Thursday, February 10, 2005
Council expands comp plan options for sewer
Councilman Paul Lancaster said he was happy to get six votes to rescind a controversial 2003 amendment
Councilman Paul Lancaster led a 6-1 vote to rescind a 2003 comprehensive plan amendment that supported a gravity sewer as "the most effective public wastewater treatment system to install in the Tom's Creek Basin." Lancaster asked the Long Range Planning Committee, on which he serves, to rescind the amendment last month, but the committee refused. So he brought it to council, he said.
He argued Tuesday night that council should rescind the amendment to "open up all options" to a consultant council will soon hire to study the town's sewer problems.
Councilwoman Joyce Lewis disagreed, first saying the consultant was not restricted by the comp plan, then saying that changing the plan would create hurdles.
"I don't see how the consultant could be limited by a more open comp plan," Councilman Tom Sherman said.
"We all know you have the votes," Lewis shot back. "Why can't you just leave it alone until we get the recommendation from the consultant?"

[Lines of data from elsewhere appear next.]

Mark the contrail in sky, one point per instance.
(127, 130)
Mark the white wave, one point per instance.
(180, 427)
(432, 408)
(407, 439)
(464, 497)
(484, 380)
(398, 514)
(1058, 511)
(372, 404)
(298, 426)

"Restoring the comp plan to a broader statement ... would give any consultant more leeway, not less," Councilman Don Langrehr said.
Lancaster served on the Planning Commission when the former pro-sewer council, including Lewis, asked for the amendment. He helped write it and promptly voted against recommending it to council. Council passed it with a 4-3 vote.
Lancaster was elected to council last May along with Langrehr and Councilman Ron Rordam, all of whom ran as anti-sewer candidates.
Mayor Roger Hedgepeth, who was pro-sewer and voted for the amendment, voted to rescind it Tuesday night.
"Frankly, I didn't think we needed it at the time," Hedgepeth said.
Lancaster said Wednesday he was "happy to have six votes instead of five."
Long-time Toms Creek Basin resident and gravity sewer opponent Mary Houska said Wednesday she was "very, very happy" with council's decision.
She said she and other sewer opponents spoke with Lancaster in January about rescinding the amendment, which Houska said "removed environmental protections for not only the Toms Creek Basin but the town" and created "a devastating problem."
Montgomery County attorney Christopher Tuck, who filed a lawsuit Tuesday to compel council to build a gravity sewer in the basin, said the vote violates the town's early 1970s annexation agreement to provide a sewer.
"By doing this, the council is saying we lied to get this land and now we're not going to live up to our word," he said.
Council took another long-awaited action Tuesday night when it appointed a citizen committee to study storm water, sewer and other utility issues. Council came up with the idea for the committee six months ago.
Members will be Robert Hoover, William McElfresh, Donald Mullins, John Novak, John Randolph, Sean Veltman and Jane Warner.
Novak and Mullins have also been tapped to help council choose the consultant that will study the town's sewer system.